Ca faisait un bon moment qu'on l'avait perdu de vue, l'allumé le plus génial du cinéma américain. Tiens, je peux situer l'année où je l'ai abandonné: 1999, A tombeau ouvert qui, entre parenthèses, est aussi le dernier film scorcesien de Scorcèse..... Après, le grand Martin a fait du commercial, du bon commercial mais sans génie, et Nicolas s'est perdu dans des nouillarderies.

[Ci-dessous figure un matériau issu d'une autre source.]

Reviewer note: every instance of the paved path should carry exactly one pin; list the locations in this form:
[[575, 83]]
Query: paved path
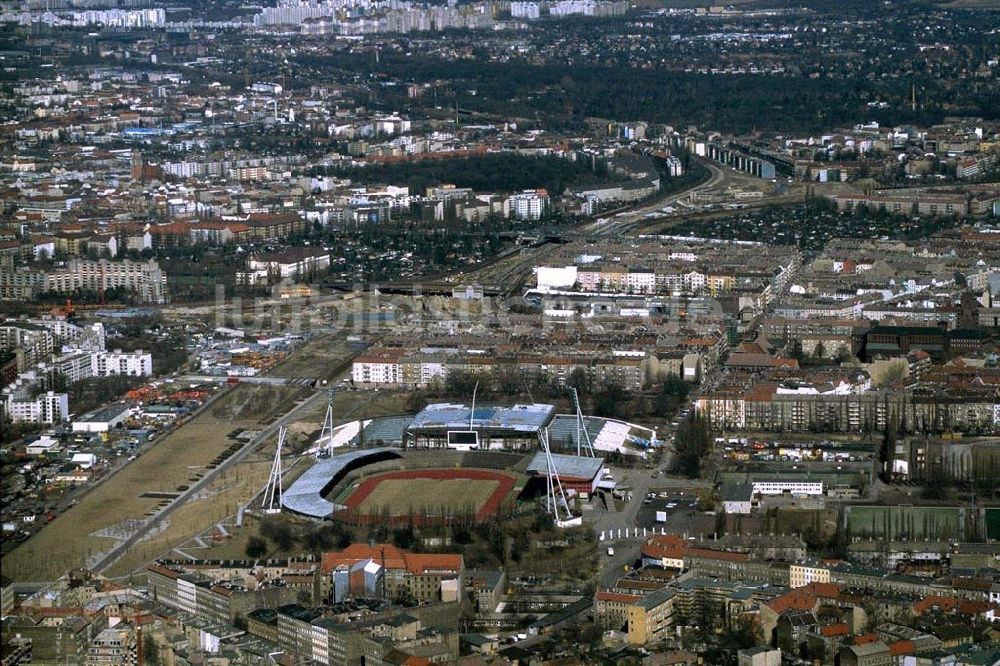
[[269, 431]]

Le film de David Gordon Green se passe au trou du cul du monde, dans le cloaque de l'humanité. Nicolas Cage interprète Joe, patron d'une entreprise de forestiers. Son équipe est occupée à un très étrange job qui consiste à entailler le tronc, ensuite à déverser dans les entailles une sale potion, l'arbre meurt de lui même, on n'a plus qu'à l'abattre. Jamais entendu parler de cela. A mon avis, ça ne doit pas être très écologique -ni très autorisé. Joe est un type réglo, un bon patron, et aussi un solitaire. Une petite copine de passage n'y résiste pas. En fait, il préfère passer un quart d'heure avec les dames de la maison locale (je ne sais pas où ça a été tourné, dans le Sud en tous cas, mais plus bouseux, ça n'existe pas). Son seul problème: il se met facilement en rogne. Surtout quand il a bu. Et il n'aime pas les flics, suite à une sombre histoire de nénette qu'il aurait piquée à l'un d'entre eux. Surtout quand il a bu. Et il boit quand même beaucoup. Vous imaginez comme Cage peut être bon dans ce registre.

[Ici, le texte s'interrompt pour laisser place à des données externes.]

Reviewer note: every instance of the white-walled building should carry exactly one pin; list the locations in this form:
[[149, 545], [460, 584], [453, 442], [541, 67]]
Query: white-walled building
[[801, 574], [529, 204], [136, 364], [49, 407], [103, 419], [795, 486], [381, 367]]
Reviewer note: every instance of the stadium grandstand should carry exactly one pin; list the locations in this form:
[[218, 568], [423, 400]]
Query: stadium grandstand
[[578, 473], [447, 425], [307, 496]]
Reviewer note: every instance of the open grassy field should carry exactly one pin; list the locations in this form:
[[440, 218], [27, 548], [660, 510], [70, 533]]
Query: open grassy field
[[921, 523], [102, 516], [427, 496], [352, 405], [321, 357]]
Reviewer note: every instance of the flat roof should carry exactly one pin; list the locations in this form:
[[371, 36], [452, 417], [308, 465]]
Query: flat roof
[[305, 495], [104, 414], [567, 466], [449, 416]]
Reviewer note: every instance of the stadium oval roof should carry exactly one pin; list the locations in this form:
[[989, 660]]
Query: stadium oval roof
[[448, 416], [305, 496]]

Une famille arrive dans la région et squatte une bicoque. Le père, Wade (hallucinante composition de Gary Poulter; il est mort à la fin du film, il aurait pourtant bien mérité un Oscar!) est un alcoolique, une brute méchante et vicieuse, un salopard comme le cinéma en a rarement montré. Son fils de 15 ans, Gary, (Tye Sheridan vu dans Mud), se fait embaucher par Joe. Et celui ci, petit à petit, va s'attacher à ce gamin courageux, qui a réussi à se tenir droit malgré son épouvantable géniteur, et qui reste pour protéger sa mère et sa sœur, dont on n'aperçoit que les silhouettes, enfermées dans la bicoque, à fumer. Sa sœur devenue subitement muette, on imagine ce qu'elle a pu subir.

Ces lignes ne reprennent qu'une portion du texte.